Кира Николаевна тоже увидела лицо генерала и сразу же пояснила:
— Лев Алексеевич, я не пойму, где он изучал язык: так говорят в Ориноко и так говорят в Каролине.
«А еще, мадам, — заметил я мысленно, — Кентукки, там жил мой приятель Рой Снайдер, американский сержант, с которым мы были вместе в Японии целых восемь месяцев, и он был моим первым учителем английского языка, и, надо сказать, хорошим учителем, потому что я уже через три месяца насобачился говорить по-английски, а точнее „по-американски“. Он диктовал мне десятки слов и выражений, которые я выучивал и прокручивал в своем общении с американцами. И никакой институт не смог выколотить из меня весь этот языковый американизм, и я рад, что Елена Николаевна, которая сама прожила несколько лет в Америке, не стремилась меня переделать».
— Если я закрою глаза и буду его слушать, я не возьмусь утверждать, что он русский.
— Да, да! — закивал радостно головой генерал. — Я вот тоже слушаю, как он говорит, и не пойму, кто и где научил его американизму.
«Врете, товарищ генерал! Какой вы, к черту, разведчик! Вы даже языка не знаете. „Американизму, американизму!“ Чего вы понимаете в американизме? Сидел под крышей дипломата и руководил. „Сам погибай, а товарища выручай!“ Вы не погибнете, генерал, вы провалитесь и будете сидеть в кабинете, ездить по выходным на загородную дачу, получать все блага, которые вы себе присвоили, может быть, обирать своих „Роджеров“. А тот инженер, сеньор лейтенант с подводной лодки „Галактика“, разгрыз ампулу с ядом. Почему он это сделал — никто никогда не узнает, хотя вы, генерал, утверждаете: сам погиб, но товарищей спас».

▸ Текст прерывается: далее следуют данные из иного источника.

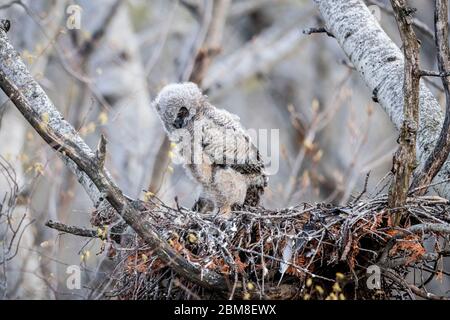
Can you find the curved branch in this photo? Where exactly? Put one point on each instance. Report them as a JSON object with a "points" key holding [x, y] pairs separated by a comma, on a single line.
{"points": [[31, 100]]}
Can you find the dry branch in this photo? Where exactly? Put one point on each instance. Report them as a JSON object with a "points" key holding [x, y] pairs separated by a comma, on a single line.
{"points": [[404, 161], [38, 110], [381, 65], [439, 155]]}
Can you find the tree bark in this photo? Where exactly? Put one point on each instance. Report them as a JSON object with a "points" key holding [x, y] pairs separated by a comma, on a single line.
{"points": [[381, 65]]}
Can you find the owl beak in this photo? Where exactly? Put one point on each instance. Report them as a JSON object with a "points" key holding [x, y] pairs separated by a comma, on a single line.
{"points": [[179, 123]]}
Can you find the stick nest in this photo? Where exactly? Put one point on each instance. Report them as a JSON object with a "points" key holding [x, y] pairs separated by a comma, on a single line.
{"points": [[303, 252]]}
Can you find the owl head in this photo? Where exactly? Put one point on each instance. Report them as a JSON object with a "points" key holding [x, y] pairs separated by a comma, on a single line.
{"points": [[177, 104]]}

Этот экзамен мне нравился, я видел, что Кира Николаевна с удовольствием экзаменует меня и по моей биографии, и по музыке, и по страсти к женщинам. Когда мы коснулись этой темы, она не стала переводить наш разговор генералу, лишь коротко бросила:
— Вы и сами все понимаете.
А генерал напыжился и сделал вид, что действительно все понимает, хотя я был уверен, что он понимал лишь с пятого на десятое.
— Какие женщины вам больше всего нравятся? — спросила она. — Брюнетки, блондинки, полные, худые? Вам бы тест по женщинам провести.
— Если сказать коротко, то нравятся такие, как вы, — заметил я с напускной застенчивостью. Но Кира Николаевна вдруг покраснела, а генерал интуитивно сделал стойку, заподозрив, что я сказал какую-то пакость этой обаятельной женщине.
— Что-нибудь не так? — спросил генерал тревожно. — Не тянет?
— Нет, Лев Алексеевич, он слишком тянет. С языком у него все в порядке. Ему нужны знания быта и ряда особенностей стран.
— Вы можете оказать мне услугу? — спросил заискивающе генерал. — Просветите его, дайте ему эти знания.